Summary of Selected 2002 State Activities
S.
Diane Turpin, J.D., Assistant Director
Office of Governmental Affairs (State)
Opt-Outs
Iowa, Nebraska, Idaho, Minnesota, New Hampshire
and New Mexico have opted out of
the Medicare rule requiring physician supervision
of nurse anesthetists. New Hampshire, however, is
the only state that allows the independent practice
of nurse anesthetists, although only five hospitals
in that state use nurse anesthetists exclusively.
Wyoming has considered the issue
and decided NOT to opt out, thereby retaining the
Medicare supervision standard. The governors of
Texas and Missouri
have both written letters stating their opposition
to an opt-out. The opt-out issue has not been considered
by the boards of medicine or nursing in either state.

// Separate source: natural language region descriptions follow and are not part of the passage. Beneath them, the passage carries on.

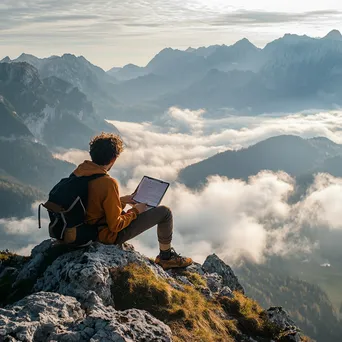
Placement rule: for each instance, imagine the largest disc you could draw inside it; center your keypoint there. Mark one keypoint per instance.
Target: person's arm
(112, 208)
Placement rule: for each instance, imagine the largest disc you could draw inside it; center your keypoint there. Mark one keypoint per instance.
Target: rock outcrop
(75, 298)
(53, 317)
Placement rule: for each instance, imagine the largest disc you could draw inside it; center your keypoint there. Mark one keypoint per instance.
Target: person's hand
(141, 207)
(128, 199)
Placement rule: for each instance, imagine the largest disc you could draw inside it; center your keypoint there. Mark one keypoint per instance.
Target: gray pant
(161, 216)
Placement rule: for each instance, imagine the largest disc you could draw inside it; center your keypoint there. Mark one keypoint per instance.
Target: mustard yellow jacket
(104, 205)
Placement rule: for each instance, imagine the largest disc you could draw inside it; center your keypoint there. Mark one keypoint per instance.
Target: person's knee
(166, 211)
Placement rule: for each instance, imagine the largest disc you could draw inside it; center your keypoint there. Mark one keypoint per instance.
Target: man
(106, 206)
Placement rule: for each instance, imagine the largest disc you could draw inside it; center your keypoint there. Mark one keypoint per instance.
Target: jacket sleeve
(112, 208)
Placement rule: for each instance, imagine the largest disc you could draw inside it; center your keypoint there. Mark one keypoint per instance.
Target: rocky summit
(113, 293)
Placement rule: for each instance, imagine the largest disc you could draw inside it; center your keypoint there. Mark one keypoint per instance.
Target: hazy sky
(116, 32)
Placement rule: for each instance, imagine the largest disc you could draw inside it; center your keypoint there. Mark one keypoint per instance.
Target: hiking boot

The opt-out was under consideration in Montana,
but Governor Martz has indicated she will not opt
out at this time. She has asked the medical and
nursing boards to establish a joint committee to
“better define the lines of authority and
responsibility” between physicians and nurse
anesthetists.
The issue is under consideration in Alaska,
Kansas, Kentucky, North Dakota, Oregon, Washington
and Wisconsin.
In Hawaii, a resolution was introduced
to establish a task force to consider the opt-out,
but it failed to pass the legislature.
Scope of Practice
Hawaii — The governor signed
H.B. 2065 eliminating the role of the medical board
in determining prescriptive authority for nurse
practitioners and in developing the formulary. This
law places total authority within the control of
the nursing board. The current formulary excludes
general anesthetics and controlled substances.
Michigan — H.B. 4591 would
require that a physician who delegates an act, task
or function that involves the administration of
general anesthesia have privileges at the health
facility and be physically available in the health
facility at the time the surgery is being performed.
The legislation seeks to close a loophole in existing
law that conceivably would allow a physician to
supervise the administration of anesthesia by telephone.
The bill was carried over from last year.
Montana — The Board of Nursing
proposed regulations that would have expanded the
scope of practice of nurse anesthetists. Under the
proposed regulations, nurse anesthetists would have
been “independent and/or interdependent”
practitioners. The proposed regulations also would
have required nurse anesthetists to have prescriptive
authority and to practice in accordance with the
American Association of Nurse Anesthetists (AANA)
guidelines.
The Montana Society of Anesthesiologists vigorously
opposed the proposed regulations and argued that
the Board of Nursing did not have the statutory
authority to expand the scope of practice of nurse
anesthetists. The Society also brought this matter
to the attention of state legislators. The Board
of Nursing ultimately withdrew the proposed regulations,
and an interim study committee of legislators is
holding hearings on the Nurse Practice Act and the
authority of the Board of Nursing to promulgate
regulations. The governor has asked the boards of
medicine and nursing to form a joint committee to
“better define the lines of authority and
responsibility” between physicians and nurse
anesthetists.
Nebraska — L.B. 396/L.R.
332 proposes an interim study of the scope of practice
of advanced registered nurse practitioners, including
nurse anesthetists. An interim committee hearing
has not been scheduled.
New Mexico — The Board of
Nursing adopted regulations to implement the changes
in prescriptive authority for nurse anesthetists
provided for in the law passed last year. The boards
of nursing and medicine are to develop a formulary
for nurse anesthetists with prescriptive authority.
New York — S.B. 4923 and
A.B. 8749, carried over from last session, would
require nurse anesthetists to practice under the
supervision of and in the presence of an anesthesiologist
who is personally participating and immediately
available or under the supervision of a dentist,
oral surgeon or podiatrist who is performing the
procedure and who is authorized by law to administer
anesthesia. An anesthesiologist who is “personally
participating” has responsibility for preanesthetic
medical evaluation of the patient, prescription
and implementation of the anesthesia plan, personally
participates in the most demanding procedures in
the plan, follows the course of anesthesia administration
at frequent intervals, remains physically available
for the immediate treatment of emergencies and provides
indicated postoperative care. S.B. 4653 and A.B.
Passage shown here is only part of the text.